Full Report
Forged metadata made AI reviewer treat hostile changes as though they came from known maintainer Security boffins say Anthropic's Claude can be tricked into approving malicious code with just two Git commands by spoofing a trusted developer's identity.…
Analysis Summary
# Tool/Technique: Git Identity Spoofing for AI Agent Bypass
## Overview
This technique involves the manipulation of Git commit metadata (author name and email) to impersonate a trusted developer or maintainer. The objective is to deceive AI-powered automated code review systems (specifically those utilizing LLMs like Anthropic's Claude) into bypassing security scrutinization and auto-approving malicious code based on the perceived reputation of the spoofed author.
## Technical Details
- **Type**: Technique / Social Engineering (Digital)
- **Platform**: Git-based Version Control Systems (GitHub, GitLab, Bitbucket) integrated with AI-driven CI/CD workflows.
- **Capabilities**: Identity impersonation, security control bypass, unauthorized code injection.
- **First Seen**: Reported by Manifold Security, April 2026.
## MITRE ATT&CK Mapping
- **[TA0001 - Initial Access]**
- [T1195.002 - Supply Chain Compromise: Compromise Software Dependencies]
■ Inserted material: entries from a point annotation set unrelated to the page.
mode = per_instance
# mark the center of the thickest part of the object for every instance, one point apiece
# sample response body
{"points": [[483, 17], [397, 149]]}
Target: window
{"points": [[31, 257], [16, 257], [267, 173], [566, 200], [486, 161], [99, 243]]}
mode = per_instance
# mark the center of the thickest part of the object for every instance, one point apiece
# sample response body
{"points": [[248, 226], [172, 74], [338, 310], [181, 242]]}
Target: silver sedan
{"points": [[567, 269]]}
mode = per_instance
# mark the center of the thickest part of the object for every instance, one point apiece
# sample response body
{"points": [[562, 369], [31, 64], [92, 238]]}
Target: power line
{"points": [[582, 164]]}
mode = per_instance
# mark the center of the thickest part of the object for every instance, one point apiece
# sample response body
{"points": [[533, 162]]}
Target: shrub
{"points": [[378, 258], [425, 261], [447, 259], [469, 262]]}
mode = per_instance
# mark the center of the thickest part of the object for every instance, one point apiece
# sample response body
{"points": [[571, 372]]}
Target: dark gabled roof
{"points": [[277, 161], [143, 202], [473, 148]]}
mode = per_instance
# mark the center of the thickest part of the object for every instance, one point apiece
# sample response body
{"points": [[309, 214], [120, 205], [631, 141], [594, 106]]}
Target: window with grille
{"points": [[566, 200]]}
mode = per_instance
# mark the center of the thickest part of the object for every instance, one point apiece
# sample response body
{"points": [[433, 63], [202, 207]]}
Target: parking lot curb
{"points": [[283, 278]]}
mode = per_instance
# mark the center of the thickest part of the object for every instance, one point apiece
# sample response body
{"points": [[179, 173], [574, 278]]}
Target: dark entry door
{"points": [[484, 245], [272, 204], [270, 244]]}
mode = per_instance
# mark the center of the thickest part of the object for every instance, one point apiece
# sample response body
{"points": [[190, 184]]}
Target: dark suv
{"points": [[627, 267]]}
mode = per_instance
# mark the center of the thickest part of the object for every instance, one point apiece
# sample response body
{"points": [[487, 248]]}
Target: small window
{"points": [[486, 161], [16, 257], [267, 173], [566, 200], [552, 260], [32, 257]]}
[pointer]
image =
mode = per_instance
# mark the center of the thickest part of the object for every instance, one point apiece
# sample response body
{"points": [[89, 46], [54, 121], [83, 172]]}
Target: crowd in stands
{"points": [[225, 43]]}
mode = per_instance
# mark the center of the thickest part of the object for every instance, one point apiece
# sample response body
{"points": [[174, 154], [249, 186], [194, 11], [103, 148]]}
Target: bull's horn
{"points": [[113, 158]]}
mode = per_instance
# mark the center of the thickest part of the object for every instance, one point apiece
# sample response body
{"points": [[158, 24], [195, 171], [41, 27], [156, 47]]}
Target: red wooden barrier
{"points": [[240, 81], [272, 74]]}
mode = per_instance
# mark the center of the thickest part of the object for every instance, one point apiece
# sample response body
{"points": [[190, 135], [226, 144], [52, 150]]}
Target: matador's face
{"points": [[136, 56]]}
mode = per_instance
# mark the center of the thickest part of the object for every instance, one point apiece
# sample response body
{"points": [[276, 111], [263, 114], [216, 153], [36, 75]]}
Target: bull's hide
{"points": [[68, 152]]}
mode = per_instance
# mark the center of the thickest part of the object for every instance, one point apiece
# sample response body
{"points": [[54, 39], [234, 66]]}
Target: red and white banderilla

- **[TA0005 - Defense Evasion]**
- [T1553 - Subvert Trust Controls]
- [T1036 - Masquerading]
- **[TA0042 - Resource Development]**
- [T1585 - Establish Accounts (Spoofing identity)]
## Functionality
### Core Capabilities
- **Metadata Forgery**: Utilizing standard Git configuration commands to set `user.name` and `user.email` to match those of a high-trust repository maintainer.
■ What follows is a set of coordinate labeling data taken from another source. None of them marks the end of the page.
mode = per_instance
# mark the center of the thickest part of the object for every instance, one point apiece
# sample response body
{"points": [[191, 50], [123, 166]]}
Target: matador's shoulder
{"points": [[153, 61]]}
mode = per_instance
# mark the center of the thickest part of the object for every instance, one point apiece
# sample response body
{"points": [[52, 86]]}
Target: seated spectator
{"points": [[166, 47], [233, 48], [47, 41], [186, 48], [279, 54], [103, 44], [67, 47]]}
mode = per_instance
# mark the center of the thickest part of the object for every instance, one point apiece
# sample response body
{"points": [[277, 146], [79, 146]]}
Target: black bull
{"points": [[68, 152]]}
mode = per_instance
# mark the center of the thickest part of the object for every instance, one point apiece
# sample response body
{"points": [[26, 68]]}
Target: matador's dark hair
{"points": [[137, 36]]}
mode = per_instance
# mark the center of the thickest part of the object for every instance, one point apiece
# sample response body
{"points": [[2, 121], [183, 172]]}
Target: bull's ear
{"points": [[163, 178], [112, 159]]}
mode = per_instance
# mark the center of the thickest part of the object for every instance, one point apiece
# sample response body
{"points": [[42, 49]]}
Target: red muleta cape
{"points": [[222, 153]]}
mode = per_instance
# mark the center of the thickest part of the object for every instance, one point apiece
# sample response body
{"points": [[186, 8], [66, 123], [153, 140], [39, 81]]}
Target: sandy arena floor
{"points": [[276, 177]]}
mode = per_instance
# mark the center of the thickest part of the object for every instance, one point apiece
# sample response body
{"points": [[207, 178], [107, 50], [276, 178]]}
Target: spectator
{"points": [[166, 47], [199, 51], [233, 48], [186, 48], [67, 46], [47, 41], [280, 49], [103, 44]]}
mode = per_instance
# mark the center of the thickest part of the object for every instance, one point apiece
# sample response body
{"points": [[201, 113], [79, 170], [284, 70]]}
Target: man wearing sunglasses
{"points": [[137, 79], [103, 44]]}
- **Trust Hijacking**: Exploiting the logic of AI reviewers that use "Author Identity" as a weighted signal for trust, leading to "shallow" reviews or auto-approvals for spoofed "trusted" entities.
### Advanced Features
- **Workflow Automation Exploitation**: Targeting specific CI/CD pipelines where "known legends" or org members have their Pull Requests (PRs) fast-tracked by LLM agents.
- **Contextual Deception**: Crafting malicious commits that appear consistent with the spoofed maintainer's previous work to further lower the AI's "suspicion" threshold.
## Indicators of Compromise
- **File Hashes**: N/A (Technique-based)
- **File Names**: N/A
- **Registry Keys**: N/A
- **Network Indicators**: N/A
- **Behavioral Indicators**:
- Commits appearing from trusted maintainers that are **unsigned** (missing GPG/SSH signatures).
- Unusually high volume of PR approvals by AI agents in short timeframes.
- Commits from authorized emails originating from unexpected IP addresses or SSH keys (if logged by the VCS).
## Associated Threat Actors
- **Prototypical/Research**: Manifold Security (Proof of Concept).
- **Potential Groups**: Supply chain attackers and Repo-Jackers (e.g., similar to actors involved in the XZ Utils/liblzma backdoor style of social engineering).
## Detection Methods
- **Signature-Based**: Monitor for commits that lack a `Verified` status despite claiming to be from "Core Maintainers."
- **Behavioral Detection**:
- Implement monitoring for discrepancies between Git Author metadata and the authenticated user account pushing the code.
- Flag AI-approved PRs where the author identity was the primary factor in reducing code analysis depth.
- **Audit Logs**: Review repository logs for `git config` changes in automated environments.
## Mitigation Strategies
- **Enforce Commit Signing**: Require GPG, SSH, or S/MIME signing for all commits. Configure repositories to reject any unsigned commits (GitHub's "vouching" or "vigilant mode").
- **Identity Verification**: AI agents must verify identity via cryptographic signatures or platform-native authentication (e.g., GitHub's OIDC) rather than relying on easily forged Git headers.
- **Zero-Trust Code Review**: Configure AI models to evaluate code changes based solely on the logic and security implications of the diff, regardless of the perceived author’s reputation.
- **Branch Protection**: Disable auto-approval workflows for sensitive branches (main/master) even for "trusted" users.
## Related Tools/Techniques
- **[T1195] Supply Chain Compromise**: General tactic of poisoning dependencies.
- **XZ Utils Backdoor (Social Engineering aspect)**: Gaining trust over time to inject malicious code.
- **Typosquatting**: Impersonating a package name; this technique instead impersonates a person.